On June 1, Mr Duran paired up with experienced excavator Professor Michael Kjelland and began a two-week search at Hell Creek Formation, a site well known for dinosaur fossils.

The two were hoping to find plant fossils and on day four of the dig, they couldn’t believe it when they realised their discovery was a lot more significant.

"I can't quite express my excitement in that moment when we uncovered the skull," Mr Duran told his college website UC Merced, on Wednesday (local time).

Harrison Duran with the partial skull of a 65-million-year-old triceratops fossil.
Harrison Duran proudly poses with his 65 million-year-old find of a partial Triceratops skull. Source: Merced

Mr Duran, 23, found the fossil upside down with the base of its left horn partially exposed and surrounded by plant fossils.

"I've been obsessed with dinosaurs since I was a kid, so it was a pretty big deal," Mr Duran said.

Once they realised what they had found, they named the dinosaur Alice, after the owner of the land.

They then started the excavation process and it took a team from the non-profit organisation, Fossil Excavations, a week to prepare the fragile skull for the big move.

“Alice was meticulously stabilised with glue, plastered up and removed from a location she called home for over 65 million years,” the Fossil Excavations website read.

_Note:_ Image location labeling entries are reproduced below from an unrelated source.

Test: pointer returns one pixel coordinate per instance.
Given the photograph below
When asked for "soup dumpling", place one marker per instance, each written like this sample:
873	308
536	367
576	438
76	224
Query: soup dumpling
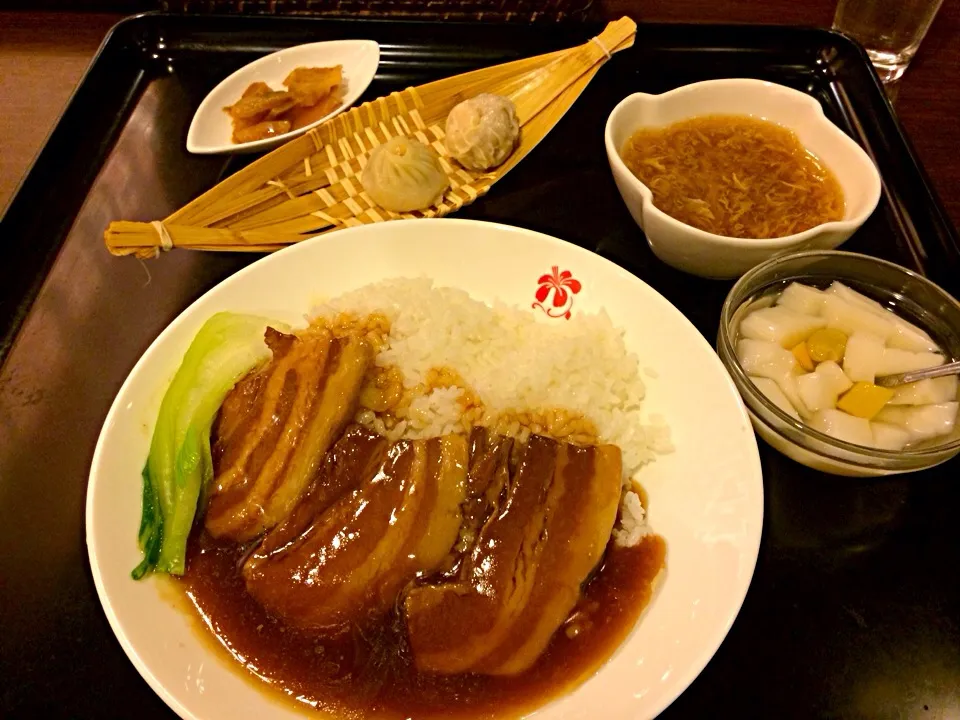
403	175
482	132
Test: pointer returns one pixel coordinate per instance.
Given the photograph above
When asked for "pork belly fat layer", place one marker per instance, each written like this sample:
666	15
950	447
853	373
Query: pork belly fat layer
544	534
327	566
275	427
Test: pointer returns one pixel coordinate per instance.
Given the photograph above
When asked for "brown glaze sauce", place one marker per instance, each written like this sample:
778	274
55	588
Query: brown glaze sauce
368	671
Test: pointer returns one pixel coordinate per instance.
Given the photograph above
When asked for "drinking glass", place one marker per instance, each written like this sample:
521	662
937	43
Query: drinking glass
889	30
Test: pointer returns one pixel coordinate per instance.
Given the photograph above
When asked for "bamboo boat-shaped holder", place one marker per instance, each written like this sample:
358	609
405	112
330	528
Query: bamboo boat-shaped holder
311	185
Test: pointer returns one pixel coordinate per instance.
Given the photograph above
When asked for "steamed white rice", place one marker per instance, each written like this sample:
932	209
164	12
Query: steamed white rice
514	362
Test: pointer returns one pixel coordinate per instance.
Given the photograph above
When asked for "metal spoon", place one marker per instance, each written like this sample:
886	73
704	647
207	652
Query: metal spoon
951	368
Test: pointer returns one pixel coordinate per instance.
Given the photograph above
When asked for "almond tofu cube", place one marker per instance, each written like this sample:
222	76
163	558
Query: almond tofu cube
921	421
853	318
836	379
838	424
907	336
765	358
780	325
816	392
889	437
776	395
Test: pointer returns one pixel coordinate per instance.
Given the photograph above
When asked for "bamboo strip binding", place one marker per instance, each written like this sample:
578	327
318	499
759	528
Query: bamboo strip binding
311	185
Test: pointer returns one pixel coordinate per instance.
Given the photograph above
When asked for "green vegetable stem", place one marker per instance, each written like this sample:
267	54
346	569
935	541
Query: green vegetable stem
179	466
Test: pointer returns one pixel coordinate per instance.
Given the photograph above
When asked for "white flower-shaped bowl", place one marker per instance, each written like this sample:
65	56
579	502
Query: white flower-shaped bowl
715	256
211	128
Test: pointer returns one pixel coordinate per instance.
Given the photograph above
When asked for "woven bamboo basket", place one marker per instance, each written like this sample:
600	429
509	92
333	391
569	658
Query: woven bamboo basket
311	185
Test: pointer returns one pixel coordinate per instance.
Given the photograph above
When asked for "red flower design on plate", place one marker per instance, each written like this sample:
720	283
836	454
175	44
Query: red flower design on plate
563	286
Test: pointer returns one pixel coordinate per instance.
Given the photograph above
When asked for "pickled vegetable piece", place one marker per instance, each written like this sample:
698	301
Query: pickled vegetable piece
827	344
259	103
802	354
864	400
261	131
310	85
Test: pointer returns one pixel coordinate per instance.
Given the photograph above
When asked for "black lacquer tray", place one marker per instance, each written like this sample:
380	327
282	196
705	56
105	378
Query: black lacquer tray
854	610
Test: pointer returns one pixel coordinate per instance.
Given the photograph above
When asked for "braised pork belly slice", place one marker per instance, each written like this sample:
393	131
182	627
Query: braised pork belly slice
522	577
328	565
276	425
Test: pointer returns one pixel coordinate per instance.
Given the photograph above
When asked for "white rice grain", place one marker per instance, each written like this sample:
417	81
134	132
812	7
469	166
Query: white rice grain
514	362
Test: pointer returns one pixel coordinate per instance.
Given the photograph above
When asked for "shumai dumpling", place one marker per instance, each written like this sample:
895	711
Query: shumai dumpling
404	175
482	131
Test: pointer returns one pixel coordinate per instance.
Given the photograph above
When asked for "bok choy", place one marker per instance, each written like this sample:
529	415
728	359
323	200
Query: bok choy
179	466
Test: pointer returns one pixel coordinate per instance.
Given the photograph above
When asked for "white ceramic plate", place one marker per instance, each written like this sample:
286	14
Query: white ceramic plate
706	499
210	129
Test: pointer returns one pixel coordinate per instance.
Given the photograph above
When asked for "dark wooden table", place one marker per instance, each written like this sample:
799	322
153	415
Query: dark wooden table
877	665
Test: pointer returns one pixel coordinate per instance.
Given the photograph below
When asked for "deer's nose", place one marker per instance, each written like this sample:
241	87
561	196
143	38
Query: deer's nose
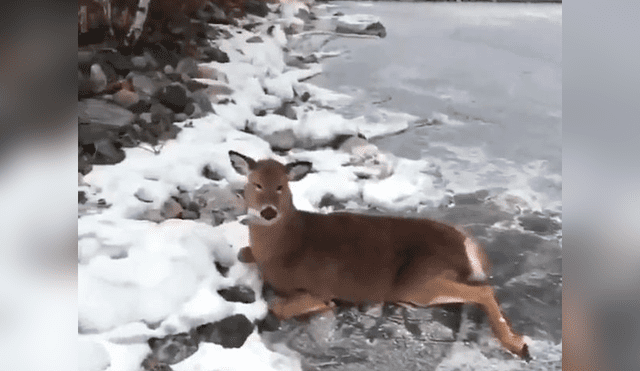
269	213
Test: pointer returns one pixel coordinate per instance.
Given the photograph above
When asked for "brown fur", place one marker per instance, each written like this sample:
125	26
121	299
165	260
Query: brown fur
311	259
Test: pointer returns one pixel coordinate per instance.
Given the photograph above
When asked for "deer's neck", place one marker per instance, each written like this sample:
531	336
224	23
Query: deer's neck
280	238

Professor Michael Kjelland in the process of excavating the skull and Harrison Duran as a four-year-old (right)
Professor Michael Kjelland (left) accompanied Harrison Duran on the dig. Mr Duran has always been a dinosaur fanatic, even as a four-year-old (right). Source: Fossil Excavators/Merced

The duo will now spend the next few months researching the rare find and preparing Alice for public display.

Mr Duran hopes Alice will call UC Merced home.

"It's such a rare opportunity to showcase something like this, and I'd like to share it with the campus community," he said.

The exact location of where Alice was found will remain top secret in order to protect any further finds.

"There have been people in the past who have stolen dinosaur bones," Professor Kjelland told CNN.